Südwest-Weinbranche warnt vor Aufgabe von Steillagen

Weinberg-Steillagen mit mittelalterlichen Trockenmauern. Foto: Bernd Weißbrod/Archiv
Weinberg-Steillagen mit mittelalterlichen Trockenmauern. Foto: Bernd Weißbrod/Archiv

Für den Erhalt ihrer markanten Steillagen fordert die Weinbranche im Südwesten deutlich mehr staatliche Hilfe. Jährlich 5000 Euro Fördergeld pro Hektar seien notwendig, um die drohende Aufgabe der Weinbau-Terrassen zu verhindern, sagte der Präsident des Württembergischen Weinbauverbands, Hermann Hohl, am Mittwoch in Weinsberg (Kreis Heilbronn). Aktuell liege die Förderung bei 900 Euro. Seit Jahresbeginn gelten Anbauregeln, welche die Anbauverlagerung in die Ebene ermöglichen - dort ist der Anbau kostengünstiger. «Wenn nichts passiert, ist unsere ganze Steillage in Gefahr», warnte Hohl.

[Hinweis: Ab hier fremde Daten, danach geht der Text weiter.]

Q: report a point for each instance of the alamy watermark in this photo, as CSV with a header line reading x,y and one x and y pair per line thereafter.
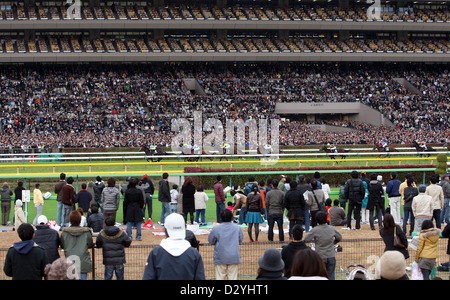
x,y
74,11
232,141
374,11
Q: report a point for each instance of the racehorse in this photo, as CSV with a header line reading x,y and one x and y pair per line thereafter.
x,y
381,149
196,158
151,152
420,149
338,152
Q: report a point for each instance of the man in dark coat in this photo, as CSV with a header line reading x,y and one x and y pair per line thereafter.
x,y
47,238
25,260
354,191
133,202
113,240
295,204
288,251
83,198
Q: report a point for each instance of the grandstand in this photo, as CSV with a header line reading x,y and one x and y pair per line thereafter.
x,y
116,74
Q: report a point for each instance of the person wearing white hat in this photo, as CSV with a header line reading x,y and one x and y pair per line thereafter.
x,y
391,266
19,216
38,200
174,258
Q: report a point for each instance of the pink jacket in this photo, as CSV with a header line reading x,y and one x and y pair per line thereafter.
x,y
218,192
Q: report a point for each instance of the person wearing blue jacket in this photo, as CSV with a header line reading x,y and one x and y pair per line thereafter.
x,y
25,260
393,192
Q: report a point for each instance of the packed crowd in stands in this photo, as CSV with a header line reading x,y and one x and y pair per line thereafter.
x,y
128,106
306,12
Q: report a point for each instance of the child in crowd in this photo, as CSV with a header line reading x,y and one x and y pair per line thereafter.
x,y
328,206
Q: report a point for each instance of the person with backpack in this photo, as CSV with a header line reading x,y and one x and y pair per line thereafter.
x,y
113,240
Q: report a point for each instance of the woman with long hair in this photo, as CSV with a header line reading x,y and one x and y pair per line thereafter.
x,y
388,233
255,212
188,190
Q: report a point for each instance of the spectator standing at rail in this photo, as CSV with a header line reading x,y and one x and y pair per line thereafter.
x,y
83,198
255,212
174,258
68,199
110,199
18,190
275,208
98,187
437,194
427,248
376,200
389,231
295,204
219,197
445,184
60,207
408,195
25,260
6,199
38,201
337,214
200,198
76,242
325,237
393,192
288,251
188,190
281,184
249,184
354,192
422,208
19,215
113,241
315,198
95,220
149,190
303,187
133,202
47,238
164,196
226,238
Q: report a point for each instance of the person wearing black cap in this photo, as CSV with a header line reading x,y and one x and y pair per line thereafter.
x,y
47,238
445,184
271,266
149,189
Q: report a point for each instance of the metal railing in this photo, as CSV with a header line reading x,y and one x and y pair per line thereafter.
x,y
365,252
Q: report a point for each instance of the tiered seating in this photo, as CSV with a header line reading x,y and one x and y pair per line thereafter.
x,y
316,43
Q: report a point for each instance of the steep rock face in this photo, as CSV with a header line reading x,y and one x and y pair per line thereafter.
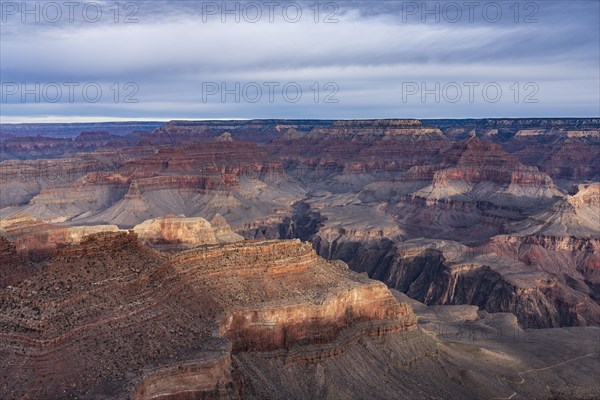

Im Südwesten gibt es ungefähr 1100 Hektar sogenannter abgegrenzter Steillagen, drei Viertel davon in Württemberg und der Rest in Baden. Im Verhältnis zur Gesamt-Anbaufläche von 28 000 Hektar im Südwesten ist dies zwar nur ein eher kleiner Anteil, er gilt aber gewissermaßen als Aushängeschild der Branche - solche Flächen entlang des Neckars oder in Baden sind auch für den Tourismus und das Ökosystem wichtig.

 

Branchenvertreter Hohl mahnte an: «Wir können diese Flächen nicht nur über das Produkt Wein erhalten, sondern das ist ein gesellschaftliches Problem.» So dauere die Lese in den Terrassen pro Hektar etwa 2000 Arbeitsstunden, in flachen Bereichen hingegen nur etwa 500 Stunden. Die bisherigen Fördergelder reichten nicht aus, sagte Verbands-Hauptgeschäftsführer Werner Bader. Sein Pendant beim Badischen Weinbauverband, Peter Wohlfarth, schloss sich der Forderung an. «Die neuen Regeln machen die Verlagerung der Anbaufläche leider möglich», sagte er am Mittwoch in Freiburg.

 

Die mögliche Verlagerung hat für die Weingärtner und Winzer aber einen Haken: Der in der Ebene geerntete Wein kann nicht mehr als Württemberger Qualitätswein vermarktet werden, sondern er wäre «Wein ohne Herkunft» - damit würde er beispielsweise als Glühwein genutzt werden, brächte also niedrigere Einnahmen.

 

Ein anderer Teil des neuen Regelwerks könnte die Stilllegung von Steillagen verhindern: Die Weingärtner und Winzer können ihre schwierig zugängigen Weinberg-Parzellen in einem Radius von 100 Metern verschieben - das könnte ihnen die Arbeit erleichtern. Hohl beklagte aber, dass der Papierkram bei EU-Behörden bis zu vier Jahre dauere.

 

Das Steillagen-Förderprogramm könnte auch im Landtagswahlkampf thematisiert werden. Laut dem Württemberger Weingärtner Bader hat sein Verband bereits mit SPD und FDP gesprochen und hierbei prinzipiell positive Signale bekommen, Gespräche mit den Grünen und der CDU stünden noch an.

 

Der für Weinbau zuständige Minister Alexander Bonde (Grüne) verwies darauf, dass der Steillagen-Zuschuss von 350 auf 900 Euro angehoben worden sei. Dies sei aber nur «ein Tropfen auf den heißen Mauerstein», sagte Branchenvertreter Bader. André Baumann vom Naturschutzbund (Nabu) Baden-Württemberg nannte den «Weinbau in einem steilen Gewirr aus Steinmauern» ein schützenswertes Kulturerbe. Die Mauern böten seltenen Tieren wie der Mauereidechse einen wichtigen Lebensraum. «Die Mauereidechse lebt somit auch vom Schweiß des Winzers», betonte Baumann. (DPA/LSW)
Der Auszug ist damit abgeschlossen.